# Heat Tape and Leafguard Gutters



## btuser (Feb 19, 2011)

I've come to the conclusion that I'm not going to rip down 900sqft of cathedral ceiling to re-insulate with Sprayfoam at a cost of $7,000 + 2 months of Hell.  That being said I'm still trying to figure out how to stop these ice dams, which aren't bad but I want some semblance of control.  The problem I have is that my gutters have leaf guards on them, so the water freezes on top the gutter and doesn't actually fill the gutter, but builds up on top.   I'm worried that if I run heat tape in the gutter its not going to help.

Does anyone else have leaf guards and a solution?


----------



## Hogwildz (Feb 19, 2011)

btuser said:
			
		

> I've come to the conclusion that I'm not going to rip down 900sqft of cathedral ceiling to re-insulate with Sprayfoam at a cost of $7,000 + 2 months of Hell.  That being said I'm still trying to figure out how to stop these ice dams, which aren't bad but I want some semblance of control.  The problem I have is that my gutters have leaf guards on them, so the water freezes on top the gutter and doesn't actually fill the gutter, but builds up on top.   I'm worried that if I run heat tape in the gutter its not going to help.
> 
> Does anyone else have leaf guards and a solution?



My father has the heating wire run along his roof eaves and into the gutter & downspouts. He has to remove the leaf screen every year in the fall after the leaves fall, and reinstall in the spring.
You might try running the wiring along the top of the gutterguard. The wiring/tape merely leaves a path for the melt off to run. It doesn't really melt the roof area where is it. So this may work for you. Worth a try.


----------



## LLigetfa (Feb 19, 2011)

I don't have leaf guard on my gutters but I did heat trace them.  I find that there is enough heat to keep the ice several inches away from the wire and think that rising heat would keep the leaf guard ice free.  What type of leaf guard is it?  Are we talking the brand name, LeafGuard?

http://www.leafguard.com/faqs.php


----------



## Hogwildz (Feb 19, 2011)

LLigetfa said:
			
		

> I don't have leaf guard on my gutters but I did heat trace them.  I find that there is enough heat to keep the ice several inches away from the wire and think that rising heat would keep the leaf guard ice free.  What type of leaf guard is it?  Are we talking the brand name, LeafGuard?
> 
> http://www.leafguard.com/faqs.php



Good point, which I was trying to make, but worded poorly.
I personally would line the gutter, the guard & zig zag the first few feet of the roof eave. Oh and the downspouts also. Will give a good path for the melt to run off.


----------



## Exmasonite (Feb 20, 2011)

I have the leafguards on my gutters and have been having some ice dam issues also.  

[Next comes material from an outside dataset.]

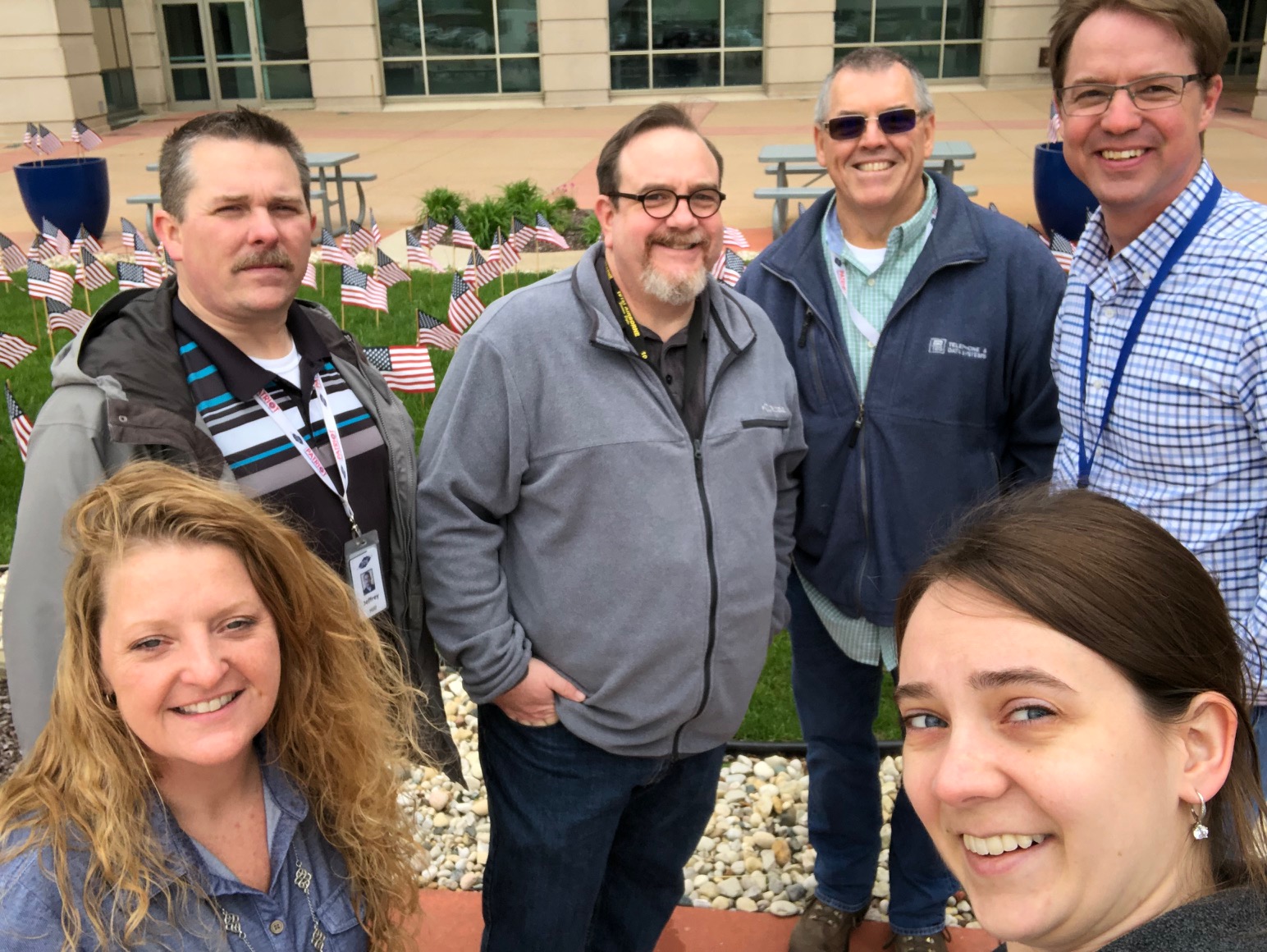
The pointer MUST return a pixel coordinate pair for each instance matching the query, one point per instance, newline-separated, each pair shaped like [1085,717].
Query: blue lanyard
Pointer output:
[1178,247]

I have purchased 240' of the heated cord and am going to run it on a zigzag pattern along with lower 1-2' of my roof using the provided clips.  This is per the diagram supplied on the cord.  I'm wondering if this will be enough to prevent ice dam formation.  Worst case scenario, it drips off house and gutters stay frozen.  

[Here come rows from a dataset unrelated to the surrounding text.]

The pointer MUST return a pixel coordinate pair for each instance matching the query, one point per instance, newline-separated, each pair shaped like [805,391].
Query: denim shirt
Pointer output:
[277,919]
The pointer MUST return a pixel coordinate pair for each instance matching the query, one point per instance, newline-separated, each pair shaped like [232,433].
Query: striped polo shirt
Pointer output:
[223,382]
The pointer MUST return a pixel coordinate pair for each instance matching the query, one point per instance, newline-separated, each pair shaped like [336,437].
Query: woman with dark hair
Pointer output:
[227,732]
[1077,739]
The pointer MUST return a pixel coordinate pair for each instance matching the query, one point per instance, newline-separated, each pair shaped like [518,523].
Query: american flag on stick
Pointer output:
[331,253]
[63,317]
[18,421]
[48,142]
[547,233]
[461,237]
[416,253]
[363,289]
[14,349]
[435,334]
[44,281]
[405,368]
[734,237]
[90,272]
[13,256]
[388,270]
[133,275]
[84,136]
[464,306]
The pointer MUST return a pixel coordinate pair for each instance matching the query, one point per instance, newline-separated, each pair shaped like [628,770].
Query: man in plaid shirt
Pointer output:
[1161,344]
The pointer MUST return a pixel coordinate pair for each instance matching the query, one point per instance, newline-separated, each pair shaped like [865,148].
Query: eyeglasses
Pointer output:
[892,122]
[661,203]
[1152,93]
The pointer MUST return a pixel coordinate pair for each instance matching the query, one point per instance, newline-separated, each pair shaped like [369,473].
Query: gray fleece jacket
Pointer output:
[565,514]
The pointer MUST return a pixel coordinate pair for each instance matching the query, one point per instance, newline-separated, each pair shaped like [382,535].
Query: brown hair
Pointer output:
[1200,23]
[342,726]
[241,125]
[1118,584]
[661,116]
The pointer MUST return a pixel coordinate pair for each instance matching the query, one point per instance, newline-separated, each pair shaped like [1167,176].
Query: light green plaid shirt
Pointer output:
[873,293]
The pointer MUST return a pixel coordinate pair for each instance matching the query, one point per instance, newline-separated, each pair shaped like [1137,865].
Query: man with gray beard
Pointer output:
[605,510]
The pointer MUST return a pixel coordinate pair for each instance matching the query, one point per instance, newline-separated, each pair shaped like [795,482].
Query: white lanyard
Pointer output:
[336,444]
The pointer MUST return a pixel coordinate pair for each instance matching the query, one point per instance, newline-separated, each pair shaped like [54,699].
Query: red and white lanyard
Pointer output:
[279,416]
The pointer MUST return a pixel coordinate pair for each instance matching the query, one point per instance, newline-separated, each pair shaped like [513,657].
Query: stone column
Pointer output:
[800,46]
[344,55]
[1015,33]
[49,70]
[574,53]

I've also considered running it in the cutter or possibly using zip ties to attach to the underside of the cutter.  I would hope that if i can get good enough contact b/w the cord and underside of the gutter, there'd be enough heat transferrence to keep the water in the gutter from freezing up.

Edit:  I have the gutter helmets, not the leafguards, in case that matters.  

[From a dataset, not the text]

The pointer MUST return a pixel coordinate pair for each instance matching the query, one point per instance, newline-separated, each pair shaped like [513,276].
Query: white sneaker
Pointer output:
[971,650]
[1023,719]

and, btw, my gutter helmets have 8-10 nice gouges from my overzealous use of the ice chisel and one big dent in the lower eave when i under threw one of the large pieces of ice from the upper roof.  oh what fun!


----------



## gpcollen1 (Feb 22, 2011)

First year with gutter guards.  All I did was a half-assed run of heating wire to fix my ice dam issues.  You just have to have a spot for the water to run off.


----------